Menurut Bonie, pembelajaran bahasa Portugis tidak akan membebani siswa jika bersifat sebagai ekstrakurikuler atau pelajaran tambahan.
Diberitakan, Presiden Prabowo memutuskan menjadikan bahasa Portugis sebagai mata pelajaran di sekolah Indonesia. Dalam pidatonya di depan Presiden Brasil Luiz Inácio Lula da Silva, Prabowo meminta bahasa Portugis diajarkan di sekolah agar hubungan Indonesia dan Brasil menjadi lebih baik.
Bahasa Portugis dan Beban Sistem Pendidikan
Namun yang jadi pertanyaan sekarang adalah apakah bahasa Portugis ini benar-benar akan berpengaruh terhadap kompetensi siswa-siswi Indonesia? Dan apakah bahasa ini akan digunakan dalam kehidupan sehari-hari setelah mereka lulus sekolah?
Jangankan bahasa Portugis, bahasa Inggris saja yang sudah umum pun masih jarang digunakan. Banyak siswa yang mendapatkan nilai bagus di pelajaran bahasa Inggris, tetapi kemampuan pemahamannya sangat kurang, bahkan tidak dipakai sama sekali dalam kehidupan sehari-hari.

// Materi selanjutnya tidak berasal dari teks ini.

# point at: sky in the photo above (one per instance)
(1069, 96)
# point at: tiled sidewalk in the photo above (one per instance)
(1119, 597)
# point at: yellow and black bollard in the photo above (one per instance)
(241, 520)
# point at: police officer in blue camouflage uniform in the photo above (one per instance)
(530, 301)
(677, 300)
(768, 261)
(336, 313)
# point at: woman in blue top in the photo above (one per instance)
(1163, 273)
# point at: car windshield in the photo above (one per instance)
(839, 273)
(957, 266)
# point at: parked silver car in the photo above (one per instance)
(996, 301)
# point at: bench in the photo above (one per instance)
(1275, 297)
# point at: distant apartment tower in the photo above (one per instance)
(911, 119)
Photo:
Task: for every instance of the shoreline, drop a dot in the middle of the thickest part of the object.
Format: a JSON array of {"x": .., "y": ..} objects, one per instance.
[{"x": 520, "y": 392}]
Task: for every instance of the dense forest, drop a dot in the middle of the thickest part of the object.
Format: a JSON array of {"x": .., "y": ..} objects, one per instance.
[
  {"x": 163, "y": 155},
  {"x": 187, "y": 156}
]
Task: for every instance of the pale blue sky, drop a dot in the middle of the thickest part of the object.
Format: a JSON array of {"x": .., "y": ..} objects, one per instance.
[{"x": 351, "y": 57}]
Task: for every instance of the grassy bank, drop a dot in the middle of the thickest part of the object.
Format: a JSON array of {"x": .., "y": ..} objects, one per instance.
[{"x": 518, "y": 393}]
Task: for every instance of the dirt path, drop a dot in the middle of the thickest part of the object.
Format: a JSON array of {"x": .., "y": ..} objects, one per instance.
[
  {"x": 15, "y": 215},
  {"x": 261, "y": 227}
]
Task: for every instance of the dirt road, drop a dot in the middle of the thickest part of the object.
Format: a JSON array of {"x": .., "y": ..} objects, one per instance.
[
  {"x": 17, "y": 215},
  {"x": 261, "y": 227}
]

Karena itu, sebelum menambah bahasa asing baru, sebaiknya pemerintah memperhatikan dulu sistem pendidikan yang ada. Banyak siswa-siswi yang setelah lulus sekolah tidak memiliki kompetensi yang relevan dengan jurusan yang mereka tempuh. Berdasarkan data, hanya sekitar 13% masyarakat Indonesia yang bekerja sesuai dengan bidang pendidikannya, sedangkan sekitar 82% sisanya tidak sesuai, baik itu lulusan universitas negeri maupun sekolah menengah kejuruan (SMK).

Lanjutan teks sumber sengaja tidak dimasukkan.